Table 14 A 5-polar context to measure the opinion of people in a democratic country

The 5-polar relation \((x_1,y_1) = (0.5, 0.4, 0.6, 0.5, 0.4)\) represents that 50% people of state 1, 40% people of state 2, 60% people of state 3, 50% people of state 4, and 40% people of state 5 voted to political party \(x_1\) based on their stand on corruption \(y_1\). Similarly, other entries in given 5-polar fuzzy matrix can be interpreted. Now, the goal is to find some of the meaningful information from the given 5-polar matrix. This goal can be achieved using the proposed method shown in Sect. 3 of this paper. However to achieve this goal the government agencies do not require all m-polar concepts. They need specialized and generalized concepts for extracting a general information as given below:

1. Generalized concepts:

Extent = \(\frac{(1.0, 1.0, 1.0, 1.0))}{x_1}\) + \(\frac{(1.0, 1.0, 1.0, 1.0)}{x_2}\) + \(\frac{(1.0, 1.0, 1.0, 1.0)}{x_3}\)

Intent = \(\frac{(0.5, 0.4, 0.5, 0.5, 0.4)}{y_1}\) + \(\frac{(0.4, 0.5, 0.6, 0.6, 0.5)}{y_2}\) + \(\frac{(0.5, 0.4, 0.4, 0.4, 0.5)}{y_3}.\)

This shows that the 40 to 60% people of 5-states voted each of the parties based on the given parameters.

2. Specialized concepts:

Extent = \(\frac{(0.4, 0.4, 0.4, 0.5, 0.4)}{x_1}\) + \(\frac{(0.6, 0.6, 0.6, 0.6, 0.6)}{x_2}\) + \(\frac{(0.5, 0.4, 0.5, 0.4, 0.5)}{x_3}\)

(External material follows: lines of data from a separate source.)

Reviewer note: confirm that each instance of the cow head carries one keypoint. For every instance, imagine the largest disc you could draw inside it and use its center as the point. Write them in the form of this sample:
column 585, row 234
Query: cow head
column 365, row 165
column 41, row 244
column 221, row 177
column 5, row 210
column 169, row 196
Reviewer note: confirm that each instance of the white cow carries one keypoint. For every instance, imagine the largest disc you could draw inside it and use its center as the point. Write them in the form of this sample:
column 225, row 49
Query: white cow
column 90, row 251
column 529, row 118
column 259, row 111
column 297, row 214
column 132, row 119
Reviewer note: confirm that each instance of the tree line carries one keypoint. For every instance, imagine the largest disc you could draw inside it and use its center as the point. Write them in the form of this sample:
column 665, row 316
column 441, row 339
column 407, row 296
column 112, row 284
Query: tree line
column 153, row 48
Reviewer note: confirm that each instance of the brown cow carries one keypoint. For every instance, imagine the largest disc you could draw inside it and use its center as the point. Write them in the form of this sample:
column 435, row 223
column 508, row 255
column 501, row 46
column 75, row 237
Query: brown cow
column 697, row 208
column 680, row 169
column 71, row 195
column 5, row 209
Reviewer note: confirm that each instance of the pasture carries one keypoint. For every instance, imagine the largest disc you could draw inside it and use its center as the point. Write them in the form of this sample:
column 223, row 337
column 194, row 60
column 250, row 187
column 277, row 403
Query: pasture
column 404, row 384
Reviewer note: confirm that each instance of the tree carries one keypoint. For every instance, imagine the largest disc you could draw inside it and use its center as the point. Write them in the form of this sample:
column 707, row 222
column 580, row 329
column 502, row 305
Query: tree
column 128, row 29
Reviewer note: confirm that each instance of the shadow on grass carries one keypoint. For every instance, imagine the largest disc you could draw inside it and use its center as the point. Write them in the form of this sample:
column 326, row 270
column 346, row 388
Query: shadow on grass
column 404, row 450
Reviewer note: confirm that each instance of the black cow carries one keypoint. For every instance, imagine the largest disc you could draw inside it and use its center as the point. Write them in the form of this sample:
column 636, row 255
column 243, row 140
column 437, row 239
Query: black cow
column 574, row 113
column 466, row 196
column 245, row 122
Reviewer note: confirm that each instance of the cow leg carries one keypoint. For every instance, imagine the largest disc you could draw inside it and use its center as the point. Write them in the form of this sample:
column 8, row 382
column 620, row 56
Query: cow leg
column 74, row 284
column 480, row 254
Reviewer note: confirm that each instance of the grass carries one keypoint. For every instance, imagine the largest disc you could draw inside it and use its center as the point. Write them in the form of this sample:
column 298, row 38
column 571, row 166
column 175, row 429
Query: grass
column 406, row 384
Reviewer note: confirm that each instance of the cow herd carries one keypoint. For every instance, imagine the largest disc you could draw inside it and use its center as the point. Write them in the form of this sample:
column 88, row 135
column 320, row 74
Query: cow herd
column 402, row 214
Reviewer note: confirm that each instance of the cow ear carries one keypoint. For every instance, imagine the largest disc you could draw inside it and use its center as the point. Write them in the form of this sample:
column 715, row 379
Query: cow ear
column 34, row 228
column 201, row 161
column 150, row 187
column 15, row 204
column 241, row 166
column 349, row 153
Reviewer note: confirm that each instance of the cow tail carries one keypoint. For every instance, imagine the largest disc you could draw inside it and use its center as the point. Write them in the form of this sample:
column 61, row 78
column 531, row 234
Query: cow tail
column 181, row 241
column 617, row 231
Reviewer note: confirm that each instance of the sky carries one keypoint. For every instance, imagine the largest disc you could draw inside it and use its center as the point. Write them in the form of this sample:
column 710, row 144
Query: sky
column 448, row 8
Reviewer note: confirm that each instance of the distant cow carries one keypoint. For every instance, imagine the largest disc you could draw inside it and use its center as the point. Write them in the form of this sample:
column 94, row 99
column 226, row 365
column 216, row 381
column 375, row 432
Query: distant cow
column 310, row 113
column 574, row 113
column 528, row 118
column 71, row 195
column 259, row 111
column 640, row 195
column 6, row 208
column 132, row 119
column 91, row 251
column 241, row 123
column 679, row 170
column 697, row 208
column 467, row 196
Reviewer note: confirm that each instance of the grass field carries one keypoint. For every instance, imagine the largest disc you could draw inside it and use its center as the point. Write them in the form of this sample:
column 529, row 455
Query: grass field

Intent = \(\frac{(1.0, 1.0, 1.0, 1.0))}{y_1}\) + \(\frac{(1.0, 1.0, 1.0, 1.0)}{y_2}\) + \(\frac{(1.0, 1.0, 1.0, 1.0)}{y_3}.\)

This concept shows that the 40% people of four states and 50% people of one state people voted to political party \(x_1\) based on the given parameters. More than 60% people voted to political party \(x_2\) on the given parameters. Similarly, 50% people of three states and 40% people of two states voted to political party \(x_3\) on the given parameters. In this case, the opinion shows that the political party \(x_2\) may win the election as first preferences, whereas the political party \(x_3\) as second place. The extracted information helps the political party to identify their weakness and strength for attracting the voters in a democratic country. It can be observed that the opinion of people used to fluctuate at each given phase of time. In this case, measuring the changes in multi-polar information is another concern. In the near future, the author research will focus on quantize the measurement of uncertainty and its fluctuation in data with m-polar attributes at given phase of time using the different metrics of granular computing (Djouadi and Prade 2016; Pedrycz and Chen 2011, 2015a, b; Skowron et al. 2016; Yao 2016) and complex fuzzy sets (Singh 2018; Selvachandrana et al. 2016a; Selvachandran et al. 2016b).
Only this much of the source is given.